Je serais bien curieux de savoir, me disais-je tout en faisant ma toilette, si lady Roseville est, oui ou non, amoureuse de son nouveau correspondant ? J’allai de bonne heure chez lady C… et avant de me retirer, j’étais détrompé ; ma vanité avait reçu un échec. Lady Roseville jouait à l’écarté quand j’entrai ; elle me fit signe d’approcher, je lui obéis. Son antagoniste était M. Bedford, un fils naturel du duc de Shrewsburg, et l’un des meilleurs et des plus beaux dandys de la capitale. Il y avait cercle autour de la table, lady Roseville jouait admirablement bien, on pariait gros pour elle. Tout à coup sa figure changea, sa main se mit à trembler, sa présence d’esprit l’abandonna, elle perdit la partie. Je levai les yeux et je vis juste en face d’elle, mais dans une attitude insouciante et tout à fait tranquille, Réginald Glanville. Nous n’eûmes que le temps d’échanger un salut, car lady Roseville quitta la table, prit mon bras et m’emmena à l’autre bout du salon pour me présenter à la maîtresse de la maison.

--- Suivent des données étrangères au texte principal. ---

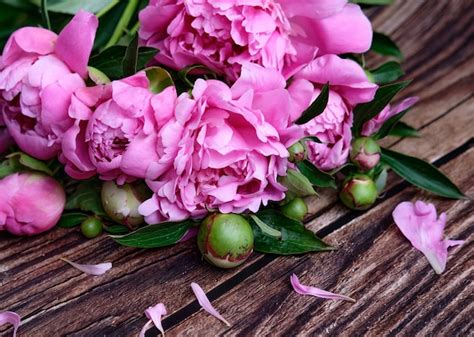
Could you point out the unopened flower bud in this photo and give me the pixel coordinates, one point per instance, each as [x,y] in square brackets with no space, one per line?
[297,152]
[365,153]
[121,202]
[225,240]
[296,209]
[358,192]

Je lui dis quelques mots, mais elle était distraite et ne m’entendait pas ; ma pénétration ne demanda pas d’autres preuves qu’elle n’était pas tout à fait insensible aux charmes de Glanville. Lady *** fut aussi civile et aussi insignifiante que le sont en général ces poupées du grand monde, et comme je m’ennuyais à mourir, je me retirai bientôt dans le coin le plus obscur du salon. Glanville vint m’y retrouver.

« Il est bien rare, me dit-il, que je vienne dans ces réunions ; mais ce soir ma sœur m’a persuadé de venir m’y aventurer avec elle.